Plusieurs centaines de personnes se sont rassemblées dimanche matin sur la place Kléber, la place emblématique du marché de Noël de Strasbourg où trône un sapin de Noël géant. A partir de 10h30, un hommage a été rendu aux victimes de l'attentat qui a frappé la capitale de l'Alsace mardi dernier,  et a coûté la vie à quatre personnes. Depuis plusieurs jours déjà, la statue du général Kléber située au milieu de la place est devenue un mémorial improvisé où sont déposés bougies, fleurs et messages aux victimes.


La cérémonie, décidée et organisée par plusieurs associations de défense des droits de l'Homme, avait obtenu le soutien de la mairie et de la préfecture. C'est sur un air de violoncelle qu'un musicien alsacien a entamé les hommages, sur une petite scène installée pour l'occasion. Pendant une heure, chants, musique, discours et lectures de texte se sont enchaînées. 

"Strasbourg, notre ville ouverte, capitale des droits humains, a été touchée en plein cœur par le fanatisme (...) Nous refusons tout discours de haine pour lutter contre les forces obscures", a déclaré Christine Panzer, présidente de l'association ASTU (Actions citoyennes interculturelles) et organisatrice de la cérémonie.


Le maire de Strasbourg, Roland Ries, a indiqué de son côté que "la présence samedi d'une foule extrêmement nombreuse dans les allées du marché de Noël a constitué une illustration de notre attachement à ce socle de valeurs sur lequel repose notre vivre-ensemble, que nous continuerons à défendre contre tous ceux qui veulent l'attaquer".

Parmi les personnes présentes, on comptait Laura, 55 ans. Cette Strasbourgeoise est venue "pour réagir, pour dire qu'on résiste, que ce sont nos valeurs qu'on défend, des valeurs d'inclusion et pas de rejet, ni de xénophobie", a-t-elle expliqué à l'AFP, les larmes aux yeux.
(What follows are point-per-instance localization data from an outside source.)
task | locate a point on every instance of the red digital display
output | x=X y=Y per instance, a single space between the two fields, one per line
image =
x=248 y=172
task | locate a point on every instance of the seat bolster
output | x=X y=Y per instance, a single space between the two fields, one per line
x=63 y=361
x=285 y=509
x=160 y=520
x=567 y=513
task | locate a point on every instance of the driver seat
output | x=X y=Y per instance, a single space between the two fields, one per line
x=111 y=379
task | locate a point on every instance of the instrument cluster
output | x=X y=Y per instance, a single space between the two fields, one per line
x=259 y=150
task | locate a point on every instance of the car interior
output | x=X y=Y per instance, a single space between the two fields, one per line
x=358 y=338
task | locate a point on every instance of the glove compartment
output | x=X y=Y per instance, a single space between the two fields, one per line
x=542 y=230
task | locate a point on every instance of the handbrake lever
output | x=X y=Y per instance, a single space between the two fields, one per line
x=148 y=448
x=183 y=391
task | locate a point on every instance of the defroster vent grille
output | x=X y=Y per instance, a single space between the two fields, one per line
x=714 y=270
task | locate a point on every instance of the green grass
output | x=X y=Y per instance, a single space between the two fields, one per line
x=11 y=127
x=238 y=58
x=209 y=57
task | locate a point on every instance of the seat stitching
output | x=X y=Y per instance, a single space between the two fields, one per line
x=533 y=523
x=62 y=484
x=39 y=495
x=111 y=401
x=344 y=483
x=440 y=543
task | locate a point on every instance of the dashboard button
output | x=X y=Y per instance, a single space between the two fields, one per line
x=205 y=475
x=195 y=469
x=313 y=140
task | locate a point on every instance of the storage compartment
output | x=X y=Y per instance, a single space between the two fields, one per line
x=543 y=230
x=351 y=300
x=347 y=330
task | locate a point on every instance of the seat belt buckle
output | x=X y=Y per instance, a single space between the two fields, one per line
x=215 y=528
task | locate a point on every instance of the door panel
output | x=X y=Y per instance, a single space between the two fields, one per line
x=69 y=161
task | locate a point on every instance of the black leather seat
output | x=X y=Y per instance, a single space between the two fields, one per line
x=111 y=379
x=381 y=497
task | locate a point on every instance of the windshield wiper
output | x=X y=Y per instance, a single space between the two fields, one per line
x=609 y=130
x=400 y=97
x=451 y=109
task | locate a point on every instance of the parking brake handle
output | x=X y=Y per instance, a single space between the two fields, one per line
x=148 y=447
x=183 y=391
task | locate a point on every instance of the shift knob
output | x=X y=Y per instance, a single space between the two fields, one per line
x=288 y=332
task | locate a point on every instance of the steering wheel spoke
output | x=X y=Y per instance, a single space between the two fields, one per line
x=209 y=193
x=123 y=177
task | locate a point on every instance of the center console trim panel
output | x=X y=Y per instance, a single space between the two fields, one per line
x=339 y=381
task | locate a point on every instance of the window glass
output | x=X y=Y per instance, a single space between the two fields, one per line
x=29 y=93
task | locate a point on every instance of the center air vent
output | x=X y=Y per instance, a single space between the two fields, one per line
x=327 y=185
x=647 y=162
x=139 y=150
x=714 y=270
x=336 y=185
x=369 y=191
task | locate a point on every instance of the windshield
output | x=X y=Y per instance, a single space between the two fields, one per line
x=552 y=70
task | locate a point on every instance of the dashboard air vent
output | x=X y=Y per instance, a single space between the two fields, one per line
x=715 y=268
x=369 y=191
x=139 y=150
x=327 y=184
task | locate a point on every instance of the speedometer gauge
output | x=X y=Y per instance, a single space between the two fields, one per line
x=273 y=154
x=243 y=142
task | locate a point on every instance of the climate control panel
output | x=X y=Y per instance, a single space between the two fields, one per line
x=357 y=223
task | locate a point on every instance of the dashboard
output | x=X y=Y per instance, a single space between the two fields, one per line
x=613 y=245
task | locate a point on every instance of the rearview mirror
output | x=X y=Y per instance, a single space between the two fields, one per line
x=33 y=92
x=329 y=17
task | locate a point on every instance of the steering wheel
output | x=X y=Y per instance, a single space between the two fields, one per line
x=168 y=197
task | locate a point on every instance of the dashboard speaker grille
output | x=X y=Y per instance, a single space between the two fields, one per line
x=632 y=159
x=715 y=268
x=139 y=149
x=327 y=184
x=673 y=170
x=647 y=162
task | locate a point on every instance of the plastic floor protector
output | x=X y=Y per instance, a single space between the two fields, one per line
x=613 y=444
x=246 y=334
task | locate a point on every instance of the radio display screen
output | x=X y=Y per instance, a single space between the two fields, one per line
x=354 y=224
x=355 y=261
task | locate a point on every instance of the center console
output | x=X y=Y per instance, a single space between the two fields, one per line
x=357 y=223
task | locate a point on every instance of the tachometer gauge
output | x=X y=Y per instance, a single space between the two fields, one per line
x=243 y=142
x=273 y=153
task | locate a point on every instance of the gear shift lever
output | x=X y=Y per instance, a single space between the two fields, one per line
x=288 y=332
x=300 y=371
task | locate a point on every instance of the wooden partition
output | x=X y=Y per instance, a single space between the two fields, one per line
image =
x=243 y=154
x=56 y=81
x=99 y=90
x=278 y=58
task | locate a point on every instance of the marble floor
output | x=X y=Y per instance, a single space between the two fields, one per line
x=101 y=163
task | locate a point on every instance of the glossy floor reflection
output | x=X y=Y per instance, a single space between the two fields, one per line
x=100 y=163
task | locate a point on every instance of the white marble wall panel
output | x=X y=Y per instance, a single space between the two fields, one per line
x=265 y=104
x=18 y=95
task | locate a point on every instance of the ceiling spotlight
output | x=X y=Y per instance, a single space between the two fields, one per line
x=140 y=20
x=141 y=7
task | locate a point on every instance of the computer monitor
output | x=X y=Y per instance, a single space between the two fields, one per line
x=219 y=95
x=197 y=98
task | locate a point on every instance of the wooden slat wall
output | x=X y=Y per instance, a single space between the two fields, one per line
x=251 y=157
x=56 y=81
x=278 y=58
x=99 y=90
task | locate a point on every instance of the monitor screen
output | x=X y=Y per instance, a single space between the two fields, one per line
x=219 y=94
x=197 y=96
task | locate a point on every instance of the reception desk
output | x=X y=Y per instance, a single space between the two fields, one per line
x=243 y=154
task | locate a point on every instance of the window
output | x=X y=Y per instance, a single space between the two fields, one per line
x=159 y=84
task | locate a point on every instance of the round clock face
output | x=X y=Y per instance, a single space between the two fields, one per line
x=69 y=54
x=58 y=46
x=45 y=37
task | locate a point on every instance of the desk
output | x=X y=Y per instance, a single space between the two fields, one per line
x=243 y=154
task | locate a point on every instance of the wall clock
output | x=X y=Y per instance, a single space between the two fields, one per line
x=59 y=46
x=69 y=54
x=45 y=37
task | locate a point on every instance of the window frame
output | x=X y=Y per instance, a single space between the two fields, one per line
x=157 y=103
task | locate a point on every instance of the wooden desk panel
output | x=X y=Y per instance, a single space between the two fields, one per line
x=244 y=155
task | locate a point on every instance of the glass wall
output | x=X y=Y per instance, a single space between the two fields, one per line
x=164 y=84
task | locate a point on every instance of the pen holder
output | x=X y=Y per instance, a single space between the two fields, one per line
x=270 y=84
Un homme venu en famille confie de son côté à LCI qu'il était important d'être présent pour "les victimes", mais aussi "leurs familles". Il souhaitait également "rendre hommage aux forces de l'ordre" qui ont réussi à appréhender le terroriste.

Une minute de bruit pour conclure la cérémonie

Au bout d'une heure, la cérémonie s'est terminée par une Marseillaise et "une minute de bruit". "Parce que le silence a pesé sur la ville pendant beaucoup de jours, un moment de bruit aussi pour marquer notre détermination à ne pas nous laisser aller, à résister, à affirmer que dans cette ville de Strasbourg les valeurs d'humanisme, de solidarité, de justice vont triompher", a justifié Christine Panzer, sur France 3 Alsace.

Deux jours auparavant, Emmanuel Macron s'était lui aussi rendu sur cette place pour rendre hommage aux victimes de l'attaque survenue mardi soir. 

Chérif Chekatt s'est attaqué à des passants en plein centre de la ville, armé d'un pistolet et d'un couteau. Alors qu'il avait pris la fuite, les forces de l'ordre ont retrouvé sa trace au bout de 48 heures et l'ont abattu dans le sud de Strasbourg jeudi soir. Le bilan provisoire de l'attentat est de quatre morts, une personne en état de mort cérébrale et onze blessés, dont certains encore dans un état grave.